Watching a bit of the first episode of Lost in Space last year at EMP/sci fi museum in Seattle Center brought back such memories that I wound up watching way too long--the whole episode, in fact. Everybody got ahead of me and lost. (Since I had the car keys, by definition it was they who were lost & not I.) Due to the museum's futuristic metalic skin we had no cell phone reception, so it took a couple of hours of everyone wandering around EMP /sci fi museum before we all got back together.
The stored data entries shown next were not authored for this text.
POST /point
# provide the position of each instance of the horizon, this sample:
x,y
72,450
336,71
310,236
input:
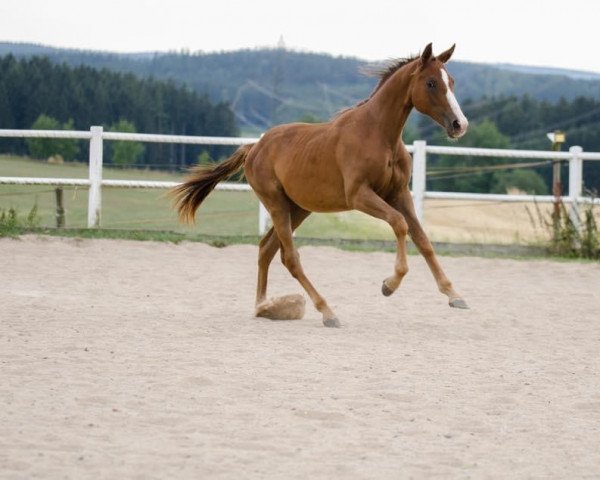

There's probably some some irony in this.
So it was natural that after the Battlestar Galactica 1980 series ended mercifully quickly, watching Lost in Space would be the next adventure that we, father & middle son, would undertake. Hulu, it turns out, has the whole series available for free streaming on demand.
Unfortunately, now that we've started watching Lost in Space on Hulu, all the charm it ever had for me has completely dispelled. In fact, I can't imagine why I don't remember it being so bad. Sure, the science and the effects are bogus; we expect some of that in sci fi. It's the stories, the characters' behavior, the exposition that are terrible--what were the scriptwriters thinking?
And what were the actors thinking the scriptwriters were thinking? While he wasn't Will, the boy genius he portrays, Bill Mumy was certainly bright enough to realize the things the script has Will do are stupid, as in get yourself killed stupid.
Example: Will wanders out as the deathly cold night descends, (despite being told sternly not to), to fix the broken chariot. The robot, programmed by Dr Smith to kill off the members of the team one by one, goes after him, finds him, and menaces him with Tesla-bolts. Will climbs the chariot & screams for him to stop but just as the robot is about to blast him into his constituent ions--hey, To be continued next week!
Turns out sitting on top of the chariot for a week does Will some good: he remembers that (as he's done a couple of times before) if he imitates the Doctor's voice--the only person the Robot is programmed to obey--mirabile dictu, it obeys, and spares his life.
And Dr Smith. Why do they tolerate him when time after time he tries to kill them or get them enslaved by aliens? They seem to love the old goof no matter how evil & absurd he is, in that silly, naive 50s & early 60s TV sitcom way--even a pediophile would be a harmless eccentric to be laughed off. Apparently Batman is at least partly to blame. Lost in Space was up against Batman in the TV schedule when it first aired, so they decided to compete by turning Lost in Space into a farce. (Biff! Boff! Zowie!) That way it sucked even more, but differently, and, more importantly, it sucked that way on purpose.
Why am I paying so much attention to something that makes me cringe? When each plot twist is another turn of the screw in the solar plexus of my internal dyspeptic literary critic?
It's Hulu's that's to blame. If it were available on Netflix instant view, (or if we were watching on DVD), we could watch it on the TV and I could lie back on the couch with the tot--close my eyes, daydream, twitter, whatever--while it passed painlessly by. But because Hulu is determined not to compete with TV, the only way to watch anything on Hulu is on a computer. So we watch Lost in Space in my office, on my computer, me balanced on my exercise ball/office chair, tot on my knee, compelled to watch at full attention, just like before.